How about “pre-gay visibility”. A time when movies could stray into close friendship territory, without having to address the question of is this or isn’t it a romance. Especially to a mob of angry vein throbbing homophobic social media commenters. Maybe Casarosa never actually intended his movie about two boys who become very fond of each other but have to hide their true selves from the townspeople, to be yet another gay vague have it both ways for box office movie. He just wanted to go back to a simpler time when Teh Gay was invisible on the silver screen. Except when they’re monsters. Lots of people long for those days still.
There actually was a sweet little film four years ago about that first teenage crush between two boys. In A Heartbeat. It was a short computer animated film made by two students. It got a lot of positive reviews and won some awards. Mainstream Hollywood completely ignored it, being shortlisted for an Oscar in the best animated short category but not even getting a nomination, and it got a torrent of abuse from the usual suspects about why are you pushing sex onto our kids. Of course there was no sex anywhere in the film, just a sweet story about a boy’s crush on another boy. But the homophobe reliably jumps to complaining about sex when confronted with any hint of gay love and romance. There is no such thing as “pre-romance” when it comes to gay kids, because homosexuals don’t love, they just have sex.

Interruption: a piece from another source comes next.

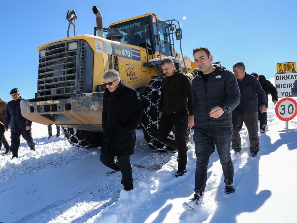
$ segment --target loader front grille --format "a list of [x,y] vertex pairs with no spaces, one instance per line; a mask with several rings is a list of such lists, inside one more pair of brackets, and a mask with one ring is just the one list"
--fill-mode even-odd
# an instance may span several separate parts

Vito Russo nailed that one too:
It is an old stereotype, that homosexuality has to do only with sex while heterosexuality is multifaceted and embraces love and romance.
Back in 2002 I wrote here asking where our Casablanca was, where was our To Have And Have Not. We’ve gained a lot of visibility in Hollywood, but if you subtract all the gay vague and the blink and you’ve missed them gay moments it isn’t nearly as much as so many often seem to think. And what is left of our lives is shunted off to a corner somewhere that corporate can keep safely at arm’s length. So Disney+ can have Star Girl but not Love Victor.
After Brokeback Mountain lost to John Wayne at the Oscars, I did a Mark and Josh cartoon about it, where Mark says that all Hollywood ever does for us is laugh at us and spit in our faces. That’s not quite the case anymore. Now it gives us rainbows and bumper stickers about inclusion. But our lives and our stories are still radioactive to the studio boardrooms and I am deathly tired of having to read between the lines to see a love story that might actually speak to me, and to the teenager I once was, and to the teenagers that experience that first crush every day all alone. They’re still dragging kids into ex-gay therapy camps in parts of this country, and in some parts of the world they’re killing them.